3La deuxième partie est concentrée ainsi sur une période chronologique plus contemporaine pour l’auteur et autour d’une série d’artistes belges avec lesquels des collaborations ou des inspirations plus actives ont pu être fondées : George Minne, Charles Doudelet, Fernand Khnopff, Auguste Donnay, et Léon Spilliaert. Les illustrations d’Odilon Redon pour Goya permettent de faire la transition vers cet univers d’artistes symbolistes belges qui ont illustré, décoré, peint ou inspiré les œuvres de Maeterlinck. Le livre d’art se développe très largement à cette période, et fonde à son tour une transition entre l’univers scénique du dramaturge et l’univers pictural des artistes. Il met en scène l’écriture dans quelques pages de décor (frontispices, couvertures, culs-de-lampe, illustrations internes) qui sont travaillées pour des commandes ou, surtout, par affinités entre amis et dictées par le texte. Il peut suivre la narration du texte, développer des « figurations allégoriques » ou des « interprétations » mais, surtout, il approfondit quelques tendances essentielles pour le théâtre de l’auteur. On peut relever ainsi d’emblée l’influence de la sculpture, par les poses très expressives de George Minne qui vont dans le sens de cette recherche picturale pour la dramaturgie. De même, il faut noter le travail en noir et blanc qui annonce l’esthétique de la suggestion (parties estompées ou ciselées, indétermination des formes, etc.), et de l’expressivité (contrastes très importants autour des lumières, travail du trait, du vide et du plein, de la mise en espace avec des fonds très structurés, etc.) : pour Doudelet par exemple, « la théâtralité de l’image passe par l’épuration des lieux », en transformant « le champ symbolique où le décor, comme structure signifiante, se substitue la simple toile de fond ». Cette dramaturgie de l’image s’appuie enfin sur une nouvelle attention accordée au silence et aux paysages sombres d’un Spilliaert qui interroge la place de ces êtres dans l’univers et dans les profondeurs oniriques du tragique quotidien. Cet art de l’illustration montre comment l’immobilisme semble arrêter chaque scène dans le théâtre maeterlinckien, tandis que la suggestion expressive évoque « l’absence d’épaisseur psychologique des personnages » en valorisant une esthétique portée par le mythe.

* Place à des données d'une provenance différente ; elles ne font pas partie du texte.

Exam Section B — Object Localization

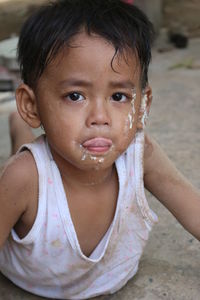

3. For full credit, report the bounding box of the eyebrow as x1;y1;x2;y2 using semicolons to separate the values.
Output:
58;79;92;88
58;78;135;89
108;80;135;89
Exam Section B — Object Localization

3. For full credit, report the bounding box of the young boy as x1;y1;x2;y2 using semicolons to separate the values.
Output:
0;0;200;299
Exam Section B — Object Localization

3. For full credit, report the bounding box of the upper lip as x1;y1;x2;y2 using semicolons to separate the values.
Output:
82;137;113;147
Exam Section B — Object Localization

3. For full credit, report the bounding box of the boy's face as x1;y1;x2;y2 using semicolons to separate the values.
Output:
18;32;151;172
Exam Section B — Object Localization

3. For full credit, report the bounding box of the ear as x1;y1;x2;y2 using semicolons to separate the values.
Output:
137;85;153;130
15;84;41;128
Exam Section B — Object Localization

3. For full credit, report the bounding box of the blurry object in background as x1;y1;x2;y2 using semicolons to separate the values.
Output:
156;25;189;52
0;36;19;113
169;33;188;49
168;24;189;49
0;66;14;91
163;0;200;38
133;0;200;49
0;69;16;112
0;65;16;113
0;37;20;89
0;79;13;92
155;27;174;53
134;0;163;34
0;91;16;113
0;36;19;71
0;0;48;41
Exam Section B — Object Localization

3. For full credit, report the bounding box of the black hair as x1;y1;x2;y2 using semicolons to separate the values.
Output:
18;0;154;89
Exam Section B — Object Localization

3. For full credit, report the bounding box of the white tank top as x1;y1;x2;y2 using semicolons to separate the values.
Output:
0;131;157;299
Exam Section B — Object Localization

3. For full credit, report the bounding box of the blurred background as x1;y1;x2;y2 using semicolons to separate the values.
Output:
1;0;200;40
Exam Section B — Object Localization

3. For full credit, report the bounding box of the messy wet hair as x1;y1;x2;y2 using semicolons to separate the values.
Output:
18;0;154;89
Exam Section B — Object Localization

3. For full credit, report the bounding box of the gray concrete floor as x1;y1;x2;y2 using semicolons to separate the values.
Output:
0;39;200;299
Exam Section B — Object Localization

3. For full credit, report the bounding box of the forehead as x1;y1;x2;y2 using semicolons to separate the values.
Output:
41;31;141;86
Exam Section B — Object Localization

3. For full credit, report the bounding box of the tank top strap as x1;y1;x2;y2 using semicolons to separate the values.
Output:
18;134;52;166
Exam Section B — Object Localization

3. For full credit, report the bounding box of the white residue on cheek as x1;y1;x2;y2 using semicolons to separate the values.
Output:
125;88;137;132
131;89;136;115
128;112;133;129
79;144;87;161
141;93;148;111
140;93;148;127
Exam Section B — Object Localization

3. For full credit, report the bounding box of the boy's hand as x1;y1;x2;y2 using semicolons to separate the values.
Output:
144;133;200;240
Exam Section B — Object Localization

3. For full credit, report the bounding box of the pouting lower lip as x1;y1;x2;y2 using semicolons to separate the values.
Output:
82;137;113;153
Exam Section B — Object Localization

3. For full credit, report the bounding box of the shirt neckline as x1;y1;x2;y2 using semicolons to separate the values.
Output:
45;138;126;262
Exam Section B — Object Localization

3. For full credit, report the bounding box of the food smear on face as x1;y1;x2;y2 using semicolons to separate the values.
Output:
125;88;137;132
140;93;148;127
80;140;114;165
128;112;133;129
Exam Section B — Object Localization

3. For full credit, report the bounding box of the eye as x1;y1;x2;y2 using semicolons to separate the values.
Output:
65;92;84;102
111;93;127;102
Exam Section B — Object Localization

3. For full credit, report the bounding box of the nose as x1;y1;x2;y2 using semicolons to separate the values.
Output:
86;98;111;127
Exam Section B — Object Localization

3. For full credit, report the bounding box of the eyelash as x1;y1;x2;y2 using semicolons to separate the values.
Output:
64;92;85;102
63;92;131;103
111;92;131;102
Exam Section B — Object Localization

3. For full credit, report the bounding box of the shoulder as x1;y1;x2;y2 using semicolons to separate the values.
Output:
143;132;182;194
143;133;168;190
0;150;38;246
1;150;37;184
0;150;38;210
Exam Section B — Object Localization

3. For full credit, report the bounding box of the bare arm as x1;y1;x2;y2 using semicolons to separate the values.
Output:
0;151;37;248
144;134;200;240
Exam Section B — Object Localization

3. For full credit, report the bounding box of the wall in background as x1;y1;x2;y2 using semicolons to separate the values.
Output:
163;0;200;37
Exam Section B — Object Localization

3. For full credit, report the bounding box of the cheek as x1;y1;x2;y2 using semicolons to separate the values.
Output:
121;125;137;148
115;95;140;153
114;113;137;154
123;100;137;138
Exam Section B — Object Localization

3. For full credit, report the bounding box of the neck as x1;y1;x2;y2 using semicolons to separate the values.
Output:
62;164;115;189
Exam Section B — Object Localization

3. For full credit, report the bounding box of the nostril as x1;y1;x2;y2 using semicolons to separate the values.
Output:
91;121;109;126
87;106;111;127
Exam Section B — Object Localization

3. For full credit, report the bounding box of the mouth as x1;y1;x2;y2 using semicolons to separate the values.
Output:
82;137;113;154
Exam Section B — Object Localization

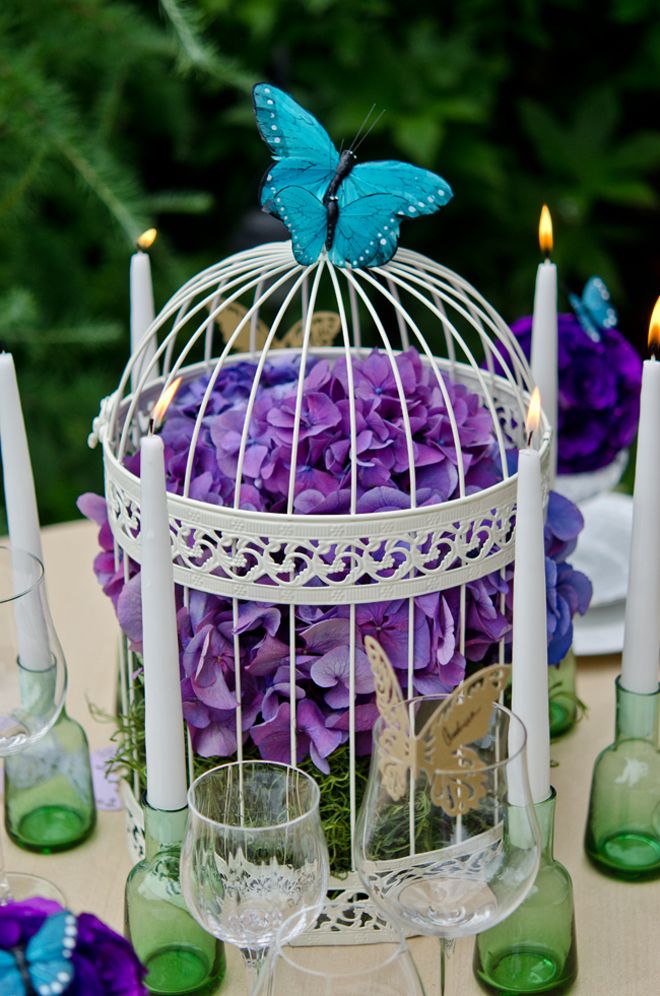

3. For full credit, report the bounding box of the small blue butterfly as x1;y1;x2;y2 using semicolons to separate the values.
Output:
0;910;77;996
253;83;453;269
569;276;618;342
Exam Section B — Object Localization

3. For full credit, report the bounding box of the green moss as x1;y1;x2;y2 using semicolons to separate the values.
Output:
110;677;371;874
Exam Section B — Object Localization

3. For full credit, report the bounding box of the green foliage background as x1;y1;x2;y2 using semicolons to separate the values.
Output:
1;0;659;525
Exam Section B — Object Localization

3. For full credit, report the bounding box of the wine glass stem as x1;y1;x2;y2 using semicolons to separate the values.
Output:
438;937;454;996
241;946;268;995
440;937;446;996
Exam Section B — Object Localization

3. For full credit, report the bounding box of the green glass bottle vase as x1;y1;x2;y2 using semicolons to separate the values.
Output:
473;787;578;993
584;678;660;879
4;702;96;852
549;649;578;739
124;800;226;995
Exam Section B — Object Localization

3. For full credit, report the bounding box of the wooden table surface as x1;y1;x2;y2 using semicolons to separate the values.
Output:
3;519;658;995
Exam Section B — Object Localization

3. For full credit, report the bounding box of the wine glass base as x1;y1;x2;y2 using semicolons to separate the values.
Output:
1;871;65;905
143;944;220;995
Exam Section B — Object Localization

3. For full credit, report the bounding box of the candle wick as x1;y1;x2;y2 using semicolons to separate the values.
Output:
527;429;533;447
148;417;156;435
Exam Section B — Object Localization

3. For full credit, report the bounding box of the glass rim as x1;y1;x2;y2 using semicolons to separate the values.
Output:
187;759;321;831
0;545;44;603
371;696;528;774
274;900;408;977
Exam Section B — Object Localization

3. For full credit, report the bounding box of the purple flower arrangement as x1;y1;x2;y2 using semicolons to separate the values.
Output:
79;347;591;772
0;898;147;995
510;314;642;475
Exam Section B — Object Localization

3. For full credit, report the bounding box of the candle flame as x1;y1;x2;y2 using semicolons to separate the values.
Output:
152;377;182;428
648;298;660;356
137;228;158;251
538;205;553;255
525;387;542;437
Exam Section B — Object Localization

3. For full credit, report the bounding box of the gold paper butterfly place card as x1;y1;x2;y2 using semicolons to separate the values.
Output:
365;636;511;818
216;301;340;352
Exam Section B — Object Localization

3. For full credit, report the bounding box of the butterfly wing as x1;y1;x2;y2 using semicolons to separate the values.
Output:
330;194;403;267
582;276;617;330
416;664;510;816
265;186;327;265
253;83;339;167
331;164;452;266
260;159;337;211
364;635;414;801
426;748;488;816
419;664;510;749
0;951;24;996
343;161;453;216
26;910;77;995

4Ces situations maeterlinckiennes du tragique quotidien portées par une représentation onirique fondée sur le statisme, le silence, le dépouillement général et les figures icônes, sont directement issues, selon cette présentation, de l’influence des peintres et plus encore, de cette prédominance de l’image sur la scène. La troisième partie souligne ces orientations théâtrales nées de ces affinités et de ces collaborations. Elle commence par évoquer les choix théoriques de l’auteur à partir de ses écrits sur le théâtre (Les Menus propos), avant d’en venir à des propositions scéniques et de retrouver certains traits de pictorialisme dans l’écriture. Cette nouvelle théâtralité s’inquiète de l’étrangeté des êtres, dévisage les apparences dans des situations d’attente ou de douleur, etc. tandis que le nocturne extérieur renvoie aux ténèbres des intérieurs humains (crise du sujet et du langage). « L’acte pictural évolue vers un retrait de la gestualité au bénéfice de la notion d’arrangement fondé sur la géométrisation de la composition et sur une atmosphère monochrome ». L’étude rappelle par exemple la récurrence des portes dans cette œuvre, qui délimite chaque espace dans une dramaturgie de l’arrangement où l’être est toujours attendu et sondé dans un ensemble.

5Le théâtre de Maeterlinck se situe ainsi entre les figures spectrales de Spilliaert et les premiers travaux en photographie, dans cette « fissure » ouverte entre l’ombre et la lumière, le flou et la précision d’une boule de cristal déployée autour des êtres.